Our current study has tested breast cancer sera for the presence of autoantibodies to a panel of six selected recombinant TAAs using ELISA and found that the combined autoantibody frequency was 67.3 % (33/49), significantly higher than the frequency in sera from normal individuals (7.8 %; 3/38) and benign breast tumor (14.2 %, 5/35). Antibody frequency to any individual TAA in breast cancer was variable, ranging from 12.2 to 18.4 %. The higher frequencies of antibodies to an individual TAA in breast cancer were against Imp1 (18.4 %) and cyclin B1 (18.4 %), followed by Koc (16.3 %), survivin (16.3 %), p16 (14.3 %), and c-myc (12.2 %). If we add individual TAA successively to a total of six antigens (cyclin B1, p16, Imp1, Koc, c-myc, and survivin), there was a stepwise increase of sensitivity up to 67.3 % and the specificity remained over 92.2 %. The results indicate that an array of six TAAs might be sufficient to distinguish serologically a breast cancer population from a normal population. However, it needs to be determined whether this TAA combination distinguishes breast cancer from other cancers. Positive results were also confirmed by Western blot. These six TAAs have been used in our previous studies for the detection of other types of cancer, such as liver cancer [13, 14]. The frequency of autoantibodies to these TAAs used in the current study for breast cancer is basically the same as the frequency in other cancers [13, 14]. Actually, this is still the concern of this approach in cancer detection, which may not be suitable to distinguish breast cancer from other types of cancers. As mentioned in the section of “Materials and methods,” most of the serum samples used in the current study were provided by our collaborators.

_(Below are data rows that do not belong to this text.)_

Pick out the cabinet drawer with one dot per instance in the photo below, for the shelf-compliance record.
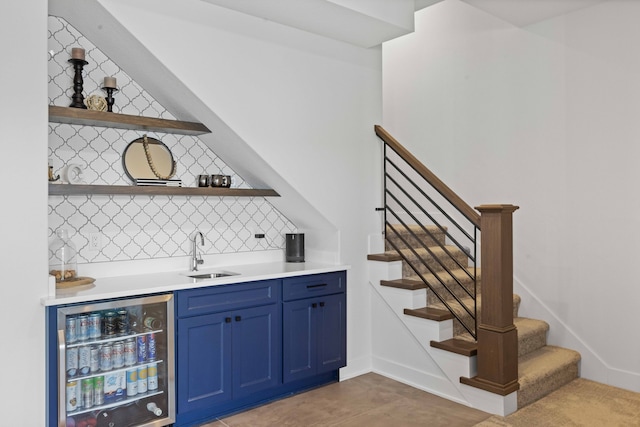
(227, 297)
(314, 285)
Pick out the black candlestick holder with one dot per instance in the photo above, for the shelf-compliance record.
(110, 91)
(77, 98)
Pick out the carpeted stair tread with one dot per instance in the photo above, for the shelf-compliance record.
(545, 370)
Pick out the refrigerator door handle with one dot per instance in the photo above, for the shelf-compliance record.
(62, 369)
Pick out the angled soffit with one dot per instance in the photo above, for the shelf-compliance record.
(526, 12)
(364, 23)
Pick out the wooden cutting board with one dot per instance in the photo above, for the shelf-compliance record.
(78, 281)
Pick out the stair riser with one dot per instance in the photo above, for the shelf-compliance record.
(453, 287)
(432, 264)
(457, 326)
(436, 238)
(546, 385)
(531, 343)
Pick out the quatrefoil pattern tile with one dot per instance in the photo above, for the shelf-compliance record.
(140, 227)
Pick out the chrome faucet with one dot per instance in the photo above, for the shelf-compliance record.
(195, 261)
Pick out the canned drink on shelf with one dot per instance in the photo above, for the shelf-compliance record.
(87, 393)
(94, 359)
(106, 357)
(72, 396)
(109, 324)
(151, 347)
(122, 322)
(152, 376)
(71, 355)
(151, 322)
(98, 390)
(130, 355)
(84, 360)
(95, 325)
(142, 379)
(132, 382)
(83, 327)
(117, 355)
(141, 344)
(70, 330)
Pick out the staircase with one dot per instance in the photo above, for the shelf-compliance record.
(541, 368)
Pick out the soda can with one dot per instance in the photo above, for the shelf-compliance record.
(70, 329)
(98, 390)
(84, 360)
(151, 322)
(109, 324)
(72, 397)
(83, 327)
(142, 379)
(117, 355)
(94, 359)
(132, 382)
(130, 355)
(151, 347)
(94, 325)
(141, 345)
(122, 322)
(152, 376)
(71, 355)
(87, 393)
(106, 357)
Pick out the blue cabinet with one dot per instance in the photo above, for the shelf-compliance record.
(228, 349)
(314, 325)
(244, 344)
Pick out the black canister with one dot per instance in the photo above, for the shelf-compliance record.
(294, 247)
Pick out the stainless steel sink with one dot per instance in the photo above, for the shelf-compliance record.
(211, 275)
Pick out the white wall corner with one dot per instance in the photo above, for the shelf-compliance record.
(376, 243)
(490, 402)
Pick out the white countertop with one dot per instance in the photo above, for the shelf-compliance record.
(151, 283)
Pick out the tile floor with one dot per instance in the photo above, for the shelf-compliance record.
(368, 400)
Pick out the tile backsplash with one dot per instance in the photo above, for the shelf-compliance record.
(140, 227)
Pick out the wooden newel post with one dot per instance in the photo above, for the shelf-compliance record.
(497, 358)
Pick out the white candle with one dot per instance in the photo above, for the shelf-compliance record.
(77, 53)
(110, 82)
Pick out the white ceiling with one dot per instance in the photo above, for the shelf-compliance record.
(368, 23)
(526, 12)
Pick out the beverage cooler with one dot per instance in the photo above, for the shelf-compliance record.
(111, 363)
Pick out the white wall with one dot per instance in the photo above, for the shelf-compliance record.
(23, 216)
(544, 117)
(304, 103)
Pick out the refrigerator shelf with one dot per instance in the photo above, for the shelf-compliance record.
(113, 371)
(125, 401)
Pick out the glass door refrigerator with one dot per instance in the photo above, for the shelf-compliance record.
(111, 364)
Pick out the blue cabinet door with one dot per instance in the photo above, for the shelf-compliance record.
(256, 349)
(314, 340)
(331, 333)
(299, 342)
(204, 361)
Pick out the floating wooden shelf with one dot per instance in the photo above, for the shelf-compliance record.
(79, 116)
(77, 189)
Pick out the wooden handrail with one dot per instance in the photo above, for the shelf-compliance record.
(466, 210)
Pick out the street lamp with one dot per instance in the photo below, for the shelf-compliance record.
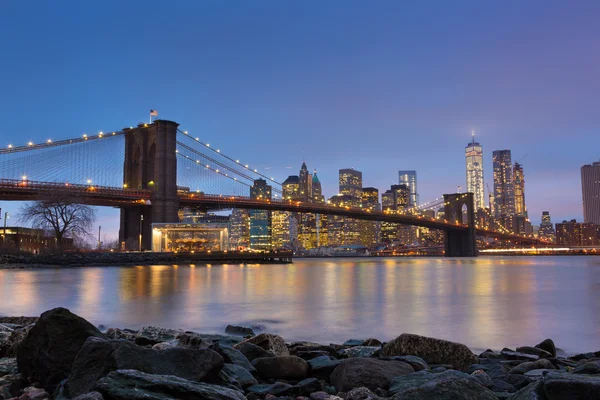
(141, 221)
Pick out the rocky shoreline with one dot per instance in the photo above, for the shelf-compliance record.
(62, 356)
(72, 260)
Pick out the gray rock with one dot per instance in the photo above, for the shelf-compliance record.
(252, 351)
(371, 373)
(499, 386)
(90, 396)
(483, 378)
(559, 386)
(360, 351)
(516, 355)
(276, 389)
(433, 351)
(592, 367)
(240, 374)
(447, 386)
(136, 385)
(528, 366)
(307, 386)
(417, 363)
(517, 380)
(98, 357)
(323, 367)
(124, 334)
(239, 330)
(403, 383)
(268, 342)
(8, 366)
(536, 351)
(361, 393)
(48, 351)
(547, 345)
(533, 391)
(151, 335)
(494, 370)
(283, 367)
(233, 356)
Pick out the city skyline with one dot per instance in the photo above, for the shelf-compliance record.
(537, 87)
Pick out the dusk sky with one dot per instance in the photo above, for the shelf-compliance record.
(377, 86)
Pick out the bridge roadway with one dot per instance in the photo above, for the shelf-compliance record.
(26, 190)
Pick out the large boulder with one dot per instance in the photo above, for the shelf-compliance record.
(371, 373)
(49, 349)
(531, 365)
(136, 385)
(433, 351)
(269, 342)
(151, 335)
(283, 367)
(563, 386)
(252, 351)
(547, 345)
(98, 357)
(448, 385)
(322, 367)
(240, 374)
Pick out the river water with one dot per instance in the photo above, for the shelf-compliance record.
(485, 302)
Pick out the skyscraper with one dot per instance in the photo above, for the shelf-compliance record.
(546, 229)
(519, 187)
(351, 182)
(590, 187)
(409, 178)
(504, 194)
(260, 220)
(305, 183)
(474, 160)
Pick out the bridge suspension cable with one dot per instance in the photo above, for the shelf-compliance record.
(236, 162)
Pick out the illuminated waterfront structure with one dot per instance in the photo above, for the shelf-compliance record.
(409, 178)
(590, 187)
(519, 187)
(546, 229)
(504, 194)
(474, 163)
(239, 231)
(369, 230)
(350, 182)
(260, 220)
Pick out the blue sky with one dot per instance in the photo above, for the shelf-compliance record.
(377, 86)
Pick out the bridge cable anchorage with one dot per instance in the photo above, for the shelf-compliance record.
(220, 164)
(237, 162)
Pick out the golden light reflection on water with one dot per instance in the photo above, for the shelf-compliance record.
(484, 302)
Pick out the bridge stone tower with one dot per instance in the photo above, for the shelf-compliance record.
(151, 164)
(459, 207)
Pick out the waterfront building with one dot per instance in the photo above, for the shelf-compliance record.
(260, 220)
(369, 230)
(350, 182)
(590, 187)
(546, 229)
(409, 178)
(574, 234)
(304, 184)
(239, 230)
(504, 195)
(208, 234)
(474, 164)
(519, 187)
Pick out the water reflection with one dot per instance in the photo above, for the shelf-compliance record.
(484, 302)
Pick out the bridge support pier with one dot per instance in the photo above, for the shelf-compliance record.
(459, 207)
(150, 163)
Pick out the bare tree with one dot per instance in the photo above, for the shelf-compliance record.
(61, 215)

In compliance with the regulations concerning studies of human subjects, the patients’ names and identification numbers were blinded to us. At the present time, we do not have the detailed clinical information from these patients. It is hard for us to further analyze the association between anti-TAA autoantibody biomarkers and some clinical parameters. This may be a limitation of the current study. In conclusion, these preliminary data further support our hypothesis and also suggest that additional breast cancer-specific TAAs will be needed to enhance the sensitivity and specificity of autoantibody detection using an array of multiple TAAs with potential immunodiagnostic value.